De Anza College will likely have no fully face-to-face classes for fall 2020


Image by Orna Wachman from

Kathleen Quinn, Editor-in-Chief

There will likely be no fully face-to-face classes for De Anza College students for the fall quarter 2020, reflecting a growing change in how administrators are adapting to the COVID-19 pandemic restrictions.
Brandon Bailey, writer and editor for the Office of Communications, sent a survey on Monday afternoon which asked for feedback from staff members about potential changes to the fall 2020 quarter. Despite the feedback from those responses, all courses will more than likely have at least some online component, in response to the proposition made by Christina Espinosa-Pieb, interim president of De Anza College.

“All we are really talking about, just to be very clear, is not teaching 100% face-to-face courses in the fall. That’s really the direction that I am feeling we need to move in,” said Espinosa-Pieb.
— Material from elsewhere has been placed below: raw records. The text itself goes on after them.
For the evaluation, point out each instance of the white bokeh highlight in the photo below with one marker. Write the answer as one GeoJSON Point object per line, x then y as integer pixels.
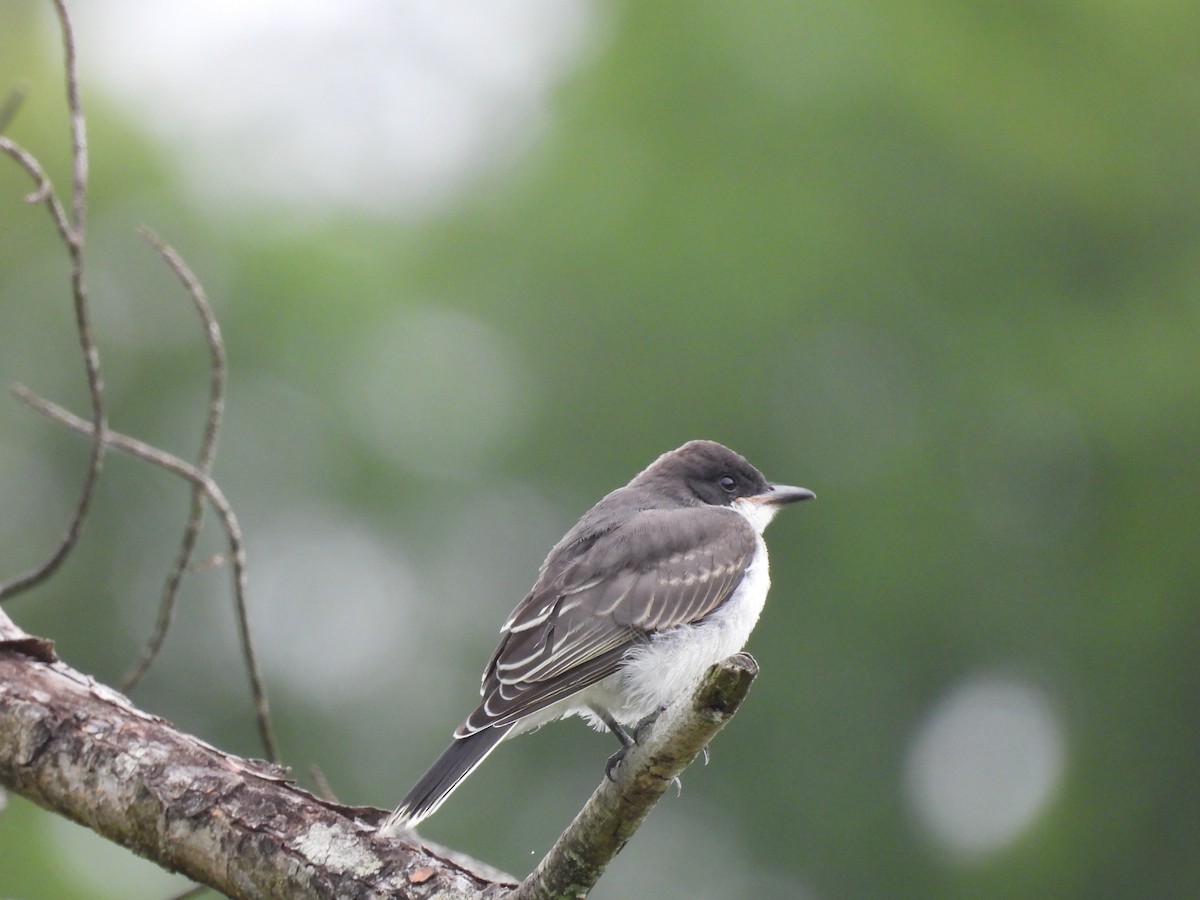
{"type": "Point", "coordinates": [983, 765]}
{"type": "Point", "coordinates": [437, 391]}
{"type": "Point", "coordinates": [364, 105]}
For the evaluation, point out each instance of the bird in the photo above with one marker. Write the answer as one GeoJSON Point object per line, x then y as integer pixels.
{"type": "Point", "coordinates": [657, 582]}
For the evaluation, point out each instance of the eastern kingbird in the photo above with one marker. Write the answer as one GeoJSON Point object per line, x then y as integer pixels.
{"type": "Point", "coordinates": [657, 582]}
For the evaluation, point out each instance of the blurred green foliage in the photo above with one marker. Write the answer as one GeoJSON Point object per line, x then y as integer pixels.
{"type": "Point", "coordinates": [939, 262]}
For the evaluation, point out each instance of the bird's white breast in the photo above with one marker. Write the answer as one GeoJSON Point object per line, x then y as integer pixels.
{"type": "Point", "coordinates": [670, 663]}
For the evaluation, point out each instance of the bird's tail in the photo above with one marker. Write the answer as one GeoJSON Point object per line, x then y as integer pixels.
{"type": "Point", "coordinates": [444, 775]}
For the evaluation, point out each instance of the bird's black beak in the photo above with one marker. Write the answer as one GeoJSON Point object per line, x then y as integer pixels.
{"type": "Point", "coordinates": [780, 495]}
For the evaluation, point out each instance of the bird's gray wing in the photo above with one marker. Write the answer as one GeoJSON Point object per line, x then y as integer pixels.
{"type": "Point", "coordinates": [657, 570]}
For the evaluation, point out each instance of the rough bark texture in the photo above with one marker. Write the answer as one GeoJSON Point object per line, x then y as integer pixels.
{"type": "Point", "coordinates": [240, 826]}
{"type": "Point", "coordinates": [618, 807]}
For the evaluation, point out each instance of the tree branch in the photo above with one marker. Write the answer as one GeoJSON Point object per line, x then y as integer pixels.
{"type": "Point", "coordinates": [73, 234]}
{"type": "Point", "coordinates": [213, 492]}
{"type": "Point", "coordinates": [240, 826]}
{"type": "Point", "coordinates": [617, 808]}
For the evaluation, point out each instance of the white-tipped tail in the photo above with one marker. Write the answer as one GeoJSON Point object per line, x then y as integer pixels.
{"type": "Point", "coordinates": [457, 761]}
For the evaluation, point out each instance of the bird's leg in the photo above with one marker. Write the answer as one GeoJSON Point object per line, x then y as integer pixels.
{"type": "Point", "coordinates": [623, 736]}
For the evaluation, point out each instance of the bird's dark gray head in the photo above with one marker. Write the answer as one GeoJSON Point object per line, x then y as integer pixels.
{"type": "Point", "coordinates": [703, 472]}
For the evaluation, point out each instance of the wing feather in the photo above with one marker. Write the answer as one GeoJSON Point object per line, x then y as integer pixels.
{"type": "Point", "coordinates": [599, 594]}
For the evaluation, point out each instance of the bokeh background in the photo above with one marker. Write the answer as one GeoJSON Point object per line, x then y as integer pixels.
{"type": "Point", "coordinates": [477, 264]}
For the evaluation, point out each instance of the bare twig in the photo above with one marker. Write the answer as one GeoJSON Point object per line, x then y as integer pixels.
{"type": "Point", "coordinates": [204, 463]}
{"type": "Point", "coordinates": [617, 808]}
{"type": "Point", "coordinates": [228, 520]}
{"type": "Point", "coordinates": [11, 105]}
{"type": "Point", "coordinates": [72, 232]}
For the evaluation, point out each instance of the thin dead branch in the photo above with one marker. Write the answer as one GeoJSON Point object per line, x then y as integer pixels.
{"type": "Point", "coordinates": [73, 232]}
{"type": "Point", "coordinates": [203, 463]}
{"type": "Point", "coordinates": [214, 495]}
{"type": "Point", "coordinates": [619, 807]}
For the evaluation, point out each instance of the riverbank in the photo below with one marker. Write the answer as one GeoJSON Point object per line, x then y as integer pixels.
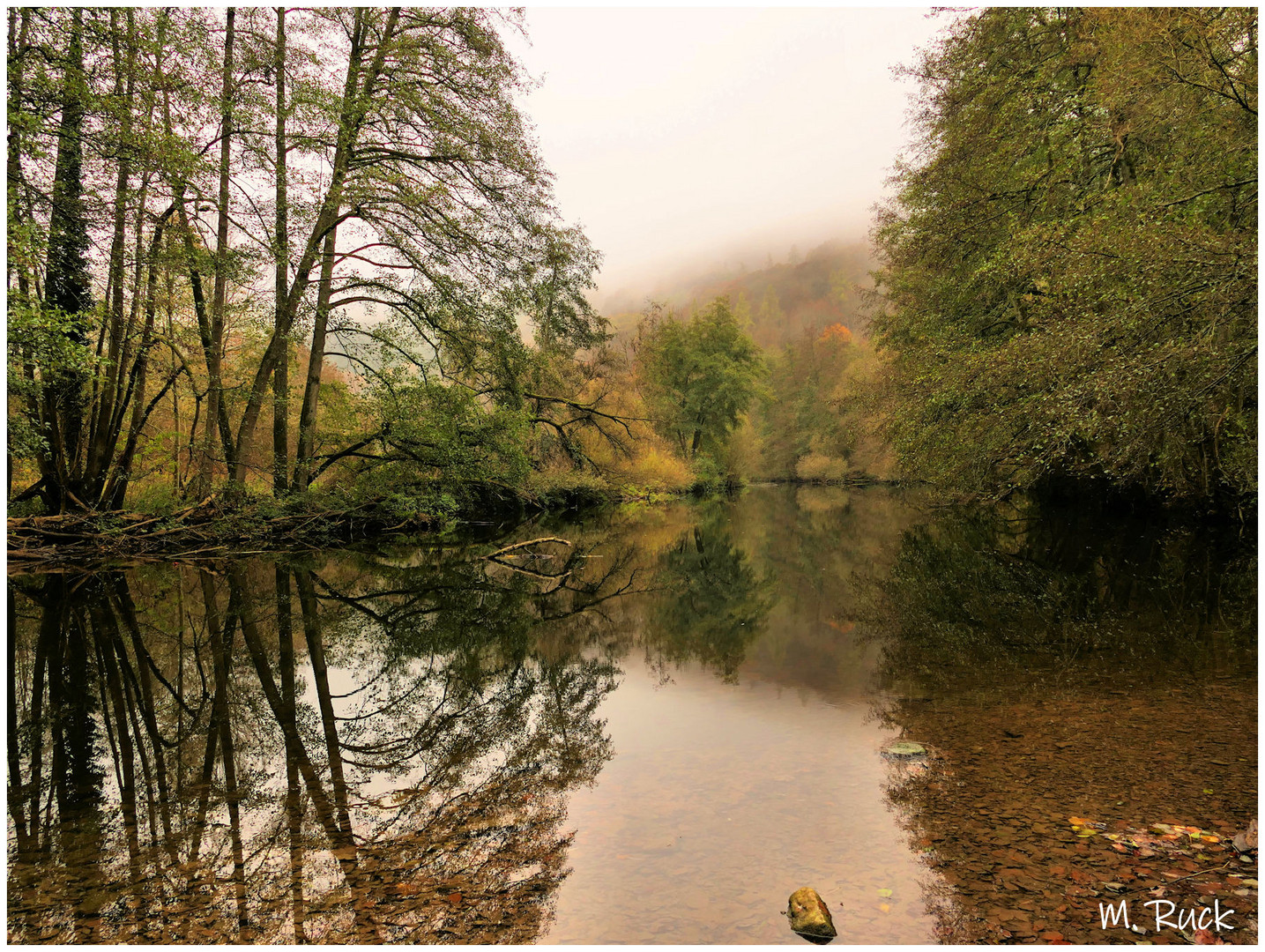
{"type": "Point", "coordinates": [244, 523]}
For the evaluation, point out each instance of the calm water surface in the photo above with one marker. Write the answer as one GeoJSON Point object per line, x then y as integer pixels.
{"type": "Point", "coordinates": [654, 733]}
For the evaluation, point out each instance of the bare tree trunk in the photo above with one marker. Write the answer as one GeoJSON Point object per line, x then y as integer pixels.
{"type": "Point", "coordinates": [215, 352]}
{"type": "Point", "coordinates": [281, 376]}
{"type": "Point", "coordinates": [123, 87]}
{"type": "Point", "coordinates": [355, 102]}
{"type": "Point", "coordinates": [316, 364]}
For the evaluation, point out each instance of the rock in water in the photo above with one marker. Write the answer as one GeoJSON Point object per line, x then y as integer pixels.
{"type": "Point", "coordinates": [808, 916]}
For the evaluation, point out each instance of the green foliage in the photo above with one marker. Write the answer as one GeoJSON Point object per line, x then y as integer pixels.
{"type": "Point", "coordinates": [1069, 270]}
{"type": "Point", "coordinates": [436, 447]}
{"type": "Point", "coordinates": [700, 377]}
{"type": "Point", "coordinates": [801, 416]}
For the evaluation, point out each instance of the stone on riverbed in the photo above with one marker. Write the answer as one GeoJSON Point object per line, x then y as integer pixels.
{"type": "Point", "coordinates": [808, 916]}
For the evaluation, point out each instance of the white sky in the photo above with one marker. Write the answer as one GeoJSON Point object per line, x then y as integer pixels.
{"type": "Point", "coordinates": [689, 136]}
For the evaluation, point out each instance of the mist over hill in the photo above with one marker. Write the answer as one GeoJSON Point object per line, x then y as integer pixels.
{"type": "Point", "coordinates": [781, 300]}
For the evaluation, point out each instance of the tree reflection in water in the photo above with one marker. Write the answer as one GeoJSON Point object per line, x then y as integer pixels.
{"type": "Point", "coordinates": [270, 751]}
{"type": "Point", "coordinates": [714, 602]}
{"type": "Point", "coordinates": [1065, 666]}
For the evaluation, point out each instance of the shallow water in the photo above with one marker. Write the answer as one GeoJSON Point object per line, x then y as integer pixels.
{"type": "Point", "coordinates": [653, 735]}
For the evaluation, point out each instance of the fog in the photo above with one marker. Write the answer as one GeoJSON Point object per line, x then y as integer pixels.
{"type": "Point", "coordinates": [687, 138]}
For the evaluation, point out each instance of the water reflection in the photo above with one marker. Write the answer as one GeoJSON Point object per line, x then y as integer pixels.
{"type": "Point", "coordinates": [714, 603]}
{"type": "Point", "coordinates": [423, 745]}
{"type": "Point", "coordinates": [261, 751]}
{"type": "Point", "coordinates": [1070, 666]}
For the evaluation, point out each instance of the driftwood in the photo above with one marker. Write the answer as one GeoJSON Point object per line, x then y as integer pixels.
{"type": "Point", "coordinates": [194, 532]}
{"type": "Point", "coordinates": [524, 545]}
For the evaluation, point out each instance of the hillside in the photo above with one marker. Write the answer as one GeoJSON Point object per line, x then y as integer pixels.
{"type": "Point", "coordinates": [779, 300]}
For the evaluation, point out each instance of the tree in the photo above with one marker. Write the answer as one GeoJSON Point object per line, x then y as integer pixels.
{"type": "Point", "coordinates": [148, 180]}
{"type": "Point", "coordinates": [698, 377]}
{"type": "Point", "coordinates": [1069, 268]}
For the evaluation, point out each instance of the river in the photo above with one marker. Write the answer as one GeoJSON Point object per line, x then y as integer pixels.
{"type": "Point", "coordinates": [651, 727]}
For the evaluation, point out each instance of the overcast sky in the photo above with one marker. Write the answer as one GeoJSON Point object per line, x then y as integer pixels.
{"type": "Point", "coordinates": [689, 136]}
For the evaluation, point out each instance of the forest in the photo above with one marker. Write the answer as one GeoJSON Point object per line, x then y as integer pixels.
{"type": "Point", "coordinates": [378, 572]}
{"type": "Point", "coordinates": [311, 261]}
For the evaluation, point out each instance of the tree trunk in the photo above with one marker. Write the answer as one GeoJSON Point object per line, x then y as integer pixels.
{"type": "Point", "coordinates": [316, 364]}
{"type": "Point", "coordinates": [281, 376]}
{"type": "Point", "coordinates": [355, 102]}
{"type": "Point", "coordinates": [215, 353]}
{"type": "Point", "coordinates": [67, 285]}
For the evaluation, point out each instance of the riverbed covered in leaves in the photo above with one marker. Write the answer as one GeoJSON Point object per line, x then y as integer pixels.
{"type": "Point", "coordinates": [648, 725]}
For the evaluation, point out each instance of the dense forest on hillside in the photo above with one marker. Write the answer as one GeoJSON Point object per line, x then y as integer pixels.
{"type": "Point", "coordinates": [1069, 267]}
{"type": "Point", "coordinates": [778, 301]}
{"type": "Point", "coordinates": [314, 256]}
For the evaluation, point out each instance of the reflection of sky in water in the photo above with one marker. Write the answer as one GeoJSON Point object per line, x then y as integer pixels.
{"type": "Point", "coordinates": [724, 800]}
{"type": "Point", "coordinates": [745, 721]}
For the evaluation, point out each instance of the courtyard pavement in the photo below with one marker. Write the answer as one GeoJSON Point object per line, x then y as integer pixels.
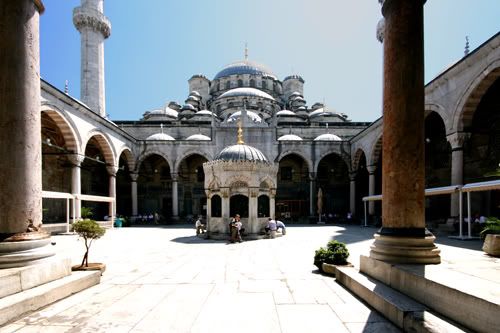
{"type": "Point", "coordinates": [164, 279]}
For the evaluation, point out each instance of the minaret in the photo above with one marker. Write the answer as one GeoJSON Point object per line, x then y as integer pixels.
{"type": "Point", "coordinates": [94, 28]}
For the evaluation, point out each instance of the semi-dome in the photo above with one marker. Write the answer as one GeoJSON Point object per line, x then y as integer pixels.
{"type": "Point", "coordinates": [252, 116]}
{"type": "Point", "coordinates": [245, 67]}
{"type": "Point", "coordinates": [246, 92]}
{"type": "Point", "coordinates": [285, 113]}
{"type": "Point", "coordinates": [328, 137]}
{"type": "Point", "coordinates": [241, 152]}
{"type": "Point", "coordinates": [289, 137]}
{"type": "Point", "coordinates": [160, 137]}
{"type": "Point", "coordinates": [198, 137]}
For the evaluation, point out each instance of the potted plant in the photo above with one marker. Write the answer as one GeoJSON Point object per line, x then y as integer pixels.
{"type": "Point", "coordinates": [335, 253]}
{"type": "Point", "coordinates": [89, 230]}
{"type": "Point", "coordinates": [491, 236]}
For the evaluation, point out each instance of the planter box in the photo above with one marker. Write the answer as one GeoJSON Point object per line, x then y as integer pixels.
{"type": "Point", "coordinates": [331, 269]}
{"type": "Point", "coordinates": [492, 245]}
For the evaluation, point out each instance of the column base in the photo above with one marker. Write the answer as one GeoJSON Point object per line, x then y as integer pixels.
{"type": "Point", "coordinates": [24, 253]}
{"type": "Point", "coordinates": [405, 250]}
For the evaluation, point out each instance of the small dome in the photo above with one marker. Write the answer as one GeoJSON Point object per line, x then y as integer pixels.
{"type": "Point", "coordinates": [241, 153]}
{"type": "Point", "coordinates": [246, 92]}
{"type": "Point", "coordinates": [198, 137]}
{"type": "Point", "coordinates": [285, 113]}
{"type": "Point", "coordinates": [290, 137]}
{"type": "Point", "coordinates": [188, 107]}
{"type": "Point", "coordinates": [328, 137]}
{"type": "Point", "coordinates": [160, 137]}
{"type": "Point", "coordinates": [205, 113]}
{"type": "Point", "coordinates": [252, 116]}
{"type": "Point", "coordinates": [245, 67]}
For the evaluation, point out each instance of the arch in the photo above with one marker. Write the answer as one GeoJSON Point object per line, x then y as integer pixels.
{"type": "Point", "coordinates": [105, 145]}
{"type": "Point", "coordinates": [149, 153]}
{"type": "Point", "coordinates": [187, 154]}
{"type": "Point", "coordinates": [129, 157]}
{"type": "Point", "coordinates": [432, 107]}
{"type": "Point", "coordinates": [467, 104]}
{"type": "Point", "coordinates": [299, 154]}
{"type": "Point", "coordinates": [376, 151]}
{"type": "Point", "coordinates": [343, 157]}
{"type": "Point", "coordinates": [357, 158]}
{"type": "Point", "coordinates": [71, 137]}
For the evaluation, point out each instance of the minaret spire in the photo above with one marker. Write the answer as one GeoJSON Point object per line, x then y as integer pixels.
{"type": "Point", "coordinates": [94, 28]}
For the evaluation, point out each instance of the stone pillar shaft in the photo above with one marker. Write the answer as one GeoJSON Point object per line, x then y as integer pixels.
{"type": "Point", "coordinates": [352, 194]}
{"type": "Point", "coordinates": [403, 237]}
{"type": "Point", "coordinates": [403, 145]}
{"type": "Point", "coordinates": [175, 199]}
{"type": "Point", "coordinates": [20, 149]}
{"type": "Point", "coordinates": [133, 188]}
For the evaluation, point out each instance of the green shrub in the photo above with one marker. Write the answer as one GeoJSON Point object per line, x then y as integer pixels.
{"type": "Point", "coordinates": [335, 253]}
{"type": "Point", "coordinates": [88, 230]}
{"type": "Point", "coordinates": [492, 227]}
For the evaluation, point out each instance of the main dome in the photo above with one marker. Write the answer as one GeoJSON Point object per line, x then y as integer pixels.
{"type": "Point", "coordinates": [245, 67]}
{"type": "Point", "coordinates": [241, 153]}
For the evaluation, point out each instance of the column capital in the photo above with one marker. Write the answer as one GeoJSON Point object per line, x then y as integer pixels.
{"type": "Point", "coordinates": [371, 169]}
{"type": "Point", "coordinates": [134, 176]}
{"type": "Point", "coordinates": [39, 5]}
{"type": "Point", "coordinates": [76, 159]}
{"type": "Point", "coordinates": [112, 170]}
{"type": "Point", "coordinates": [457, 139]}
{"type": "Point", "coordinates": [84, 17]}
Marc Coronado, English instructor, said she had concerns about world language instructors being overextended trying to meet synchronously on Zoom.
“They are exhausted because a lot of their courses meet four days a week when they are on campus so they can get a lot of practice but doing that on Zoom is just killing them,” she said.
Espinosa-Pieb said that the way that time works out on Zoom or separately is between the students and their instructor.
“What you don’t want is a student coming back and saying ‘well, you know, I haven’t heard from my instructor in like a week,’” said Espinosa-Pieb.“Other than that, you actually don’t have to prove they were with them for five hours.”
Tim Shively, English instructor and Faculty Association representative, said he was relieved to hear that the administration was not pushing toward entirely asynchronous classes in the fall.
“Frankly, some faculty will not be able to get up to speed to do that and I may be one of them,” said Shively.
For those instructors who will be attempting to meet face-to-face next fall, concerns arose about how to properly ensure student and faculty safety.
“The distancing within classrooms is another challenge we are not sure how to address yet, particularly in our crowded labs,” said Erik Woodbury, chemistry instructor.
The logistics around how to re-open the campus and the types of protective equipment that may be given to students was also discussed.
“We are trying to order those disinfectants, the ones that you see in the hospitals where they’re on a wall,” Espinosa-Pieb said. “Those are backed up for… something like seven weeks.”
Mary Sullivan, director of health, education and wellness addressed the organization and planning that would need to happen to reopen the campus.
“How do we say ‘okay, here is yours for the day, your gown and your gloves, but don’t breathe too much, because if you breathe too much or you drop it…’ and so the logistics of that I think could get quite personal,” she said.
For other instructors, the focus was on the flexibility of the plan.
“Even if we were able to start offering classes face-to-face, and then a second wave of infections erupts, it would be easier to retract and do that face-to-face portion via Zoom,” said Shively.
Espinosa-Pieb said that anyone who is immunocompromised should not come back to campus.
“This is really the main thing, kindness, respect and flexibility,” she said. “That is what it is all about.”

CORRECTION: This article has been edited to reflect that no formal announcement has been made at this time.